By Bishop Joseph R. Kopacz, D.D.
“God of everlasting mercy, who in the very recurrence of the paschal feast kindle the faith of the people you have made your own, increase, we pray, the grace you have bestowed, that all may grasp and rightly understand in what Font they have been washed, by whose Spirit they have been reborn, by whose Blood they have been redeemed.”
This opening Collect of the Second Sunday of Easter (or of Divine Mercy) is the profound prayer of the priest celebrant on behalf of all gathered that all may grasp and rightly understand the mystery of God’s plan of salvation as disciples baptized into the death and resurrection of Jesus Christ. This is the Water, the Blood, and the Spirit of which St. John eloquently speaks in his first letter. This is the hope of Easter that St. Augustine shared in one of his Easter Octave Sermons. “This is the octave day of your new birth. … When the Lord rose he put off the mortality of the flesh; His risen body was still the same body, but it was no longer subject to death. By His resurrection He consecrated Sunday as the Lord’s day.”
As Catholics we are a people of tradition reaching back nearly 2000 years into the font of Sacred Scripture. This is evident in the link between the Gospel on Divine Mercy Sunday and the Sacrament of Confirmation now underway throughout the Diocese of Jackson.
The crucified and resurrected Lord appeared to the 11 disciples huddled in fear in the upper room with his gift of peace and the breath of the Holy Spirit. Confirmation is conferred with the Invocation of the Holy Spirit sealed in Sacred Chrism, and the Lord’s own greeting, “peace be with you.” The Holy Spirit is ceaselessly at work in whom we have been reborn as new creations to serve God’s divine plan of mercy. It is gift and mystery that reconcile and raise up those under the yoke of sin and shame.
“As the Father has sent me, so I send you,” so Jesus instructs his adopted brothers. They rightly could have asked, “where are you sending us, Lord?” Their marching orders were clear, yet shrouded in mystery. Go, preach a Baptism of Repentance for the forgiveness of sins, and make disciples of all the nations while you’re at it. The Baptism of Repentance for the forgiveness of sin is the Font in which we have been washed, our covenant with God renewed on Easter Sunday.

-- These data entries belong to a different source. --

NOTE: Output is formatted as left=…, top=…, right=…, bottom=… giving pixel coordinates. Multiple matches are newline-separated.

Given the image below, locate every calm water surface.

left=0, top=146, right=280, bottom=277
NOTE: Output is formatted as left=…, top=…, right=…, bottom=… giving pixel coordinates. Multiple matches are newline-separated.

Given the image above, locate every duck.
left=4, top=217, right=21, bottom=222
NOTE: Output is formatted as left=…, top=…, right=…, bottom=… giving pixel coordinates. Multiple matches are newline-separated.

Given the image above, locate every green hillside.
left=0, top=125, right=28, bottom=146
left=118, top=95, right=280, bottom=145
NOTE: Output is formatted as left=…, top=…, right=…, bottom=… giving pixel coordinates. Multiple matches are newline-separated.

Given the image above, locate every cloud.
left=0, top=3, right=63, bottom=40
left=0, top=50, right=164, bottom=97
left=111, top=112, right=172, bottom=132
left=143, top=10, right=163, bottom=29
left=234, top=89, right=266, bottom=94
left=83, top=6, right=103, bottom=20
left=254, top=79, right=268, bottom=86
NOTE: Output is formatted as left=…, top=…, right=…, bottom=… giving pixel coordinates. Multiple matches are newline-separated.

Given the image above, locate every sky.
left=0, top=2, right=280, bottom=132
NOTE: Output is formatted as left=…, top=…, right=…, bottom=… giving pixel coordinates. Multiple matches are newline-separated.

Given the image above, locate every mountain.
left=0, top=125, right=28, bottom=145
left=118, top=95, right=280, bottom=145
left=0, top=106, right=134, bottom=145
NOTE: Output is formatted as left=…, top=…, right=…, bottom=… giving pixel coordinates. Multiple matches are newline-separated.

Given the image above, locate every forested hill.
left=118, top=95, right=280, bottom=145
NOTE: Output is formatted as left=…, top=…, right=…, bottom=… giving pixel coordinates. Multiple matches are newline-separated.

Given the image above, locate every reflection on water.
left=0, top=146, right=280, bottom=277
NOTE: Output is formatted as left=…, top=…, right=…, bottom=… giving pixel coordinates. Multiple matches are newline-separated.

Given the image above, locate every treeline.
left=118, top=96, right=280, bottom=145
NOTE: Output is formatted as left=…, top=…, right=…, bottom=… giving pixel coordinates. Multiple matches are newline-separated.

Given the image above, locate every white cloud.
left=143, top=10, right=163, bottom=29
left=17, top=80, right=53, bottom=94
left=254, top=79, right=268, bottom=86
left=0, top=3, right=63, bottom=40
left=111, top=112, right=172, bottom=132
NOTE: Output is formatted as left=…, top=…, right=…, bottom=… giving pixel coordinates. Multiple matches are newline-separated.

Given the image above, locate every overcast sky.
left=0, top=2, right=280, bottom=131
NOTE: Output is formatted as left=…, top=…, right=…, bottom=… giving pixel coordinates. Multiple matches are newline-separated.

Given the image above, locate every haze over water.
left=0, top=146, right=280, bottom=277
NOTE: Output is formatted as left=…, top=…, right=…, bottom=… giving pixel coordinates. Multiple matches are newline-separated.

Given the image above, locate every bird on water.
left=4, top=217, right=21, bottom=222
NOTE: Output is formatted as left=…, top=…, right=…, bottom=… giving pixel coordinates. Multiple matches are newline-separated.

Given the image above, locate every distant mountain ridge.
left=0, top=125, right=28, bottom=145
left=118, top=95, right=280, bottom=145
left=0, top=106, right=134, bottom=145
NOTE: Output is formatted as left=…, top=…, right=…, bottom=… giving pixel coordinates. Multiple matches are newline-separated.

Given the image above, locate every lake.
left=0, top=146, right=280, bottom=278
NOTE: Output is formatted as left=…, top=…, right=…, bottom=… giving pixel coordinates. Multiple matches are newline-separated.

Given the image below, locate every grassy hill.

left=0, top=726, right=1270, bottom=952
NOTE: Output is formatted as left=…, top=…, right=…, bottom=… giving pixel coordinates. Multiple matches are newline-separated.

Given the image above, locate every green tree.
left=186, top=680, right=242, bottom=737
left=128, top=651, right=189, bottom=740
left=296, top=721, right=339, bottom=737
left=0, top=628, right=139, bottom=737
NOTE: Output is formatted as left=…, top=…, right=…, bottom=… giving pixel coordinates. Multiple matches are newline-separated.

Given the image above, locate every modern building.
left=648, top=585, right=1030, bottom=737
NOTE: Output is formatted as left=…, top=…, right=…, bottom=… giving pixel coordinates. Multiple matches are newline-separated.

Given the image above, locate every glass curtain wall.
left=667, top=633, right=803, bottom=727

The joy with which St. Augustine addressed the newly baptized at Easter is the fruit of the Holy Spirit, and the Lord’s gift of peace. “I speak to you who have just been reborn in baptism, my little children in Christ, you who are the new offspring of the Church, gift of the Father, proof of Mother Church’s fruitfulness. All of you who stand fast in the Lord are a holy seed, a new colony of bees, the very flower of our ministry, and fruit of our toil, my joy and my crown.”
The Water, the Spirit and the Blood are the cord of three strands that cannot be easily undone. The Blood, the third element, was splattered everywhere during the Lord’s passion and along with water flowed from the side of the expired Savior on the Cross. In that moment of divine mercy, we see the flowing waters of Baptism and the Sacrament of the Body and Blood of the Lord. For the first time during the Easter season, the Eucharistic Banquet is now open to the newly baptized who can partake fully of the mysteries of God’s love, the fruit of full initiation.
In another lifetime before the pandemic, we were reading about surveys revealing that many Catholics no longer believe in the real presence of the Body and Blood of the Lord under the appearance of bread and wine. This central dogma of our faith has been a stumbling block for many since our Lord’s Bread of Life Discourse in John’s Gospel. (Chapter 6)
The following is taken from the Catechetical Lectures of St. Cyril of Jerusalem to those about to be baptized in the 4th century. “Since Christ himself has declared the bread to be his body, who can have any further doubt? Since he himself has said quite categorically, this is my blood, who would dare to question it and say that it is not his blood? Therefore, it is with complete assurance that we receive the bread and wine as the body and blood of Christ. … Do not then regard the Eucharistic elements as ordinary bread and wine. They are in fact the body and blood of the Lord, as he himself declared. Whatever your senses may tell you; be strong in faith.”
As a people of tradition, by God’s grace, may we grasp and rightly understand the length and breath, height and depth of our Easter faith.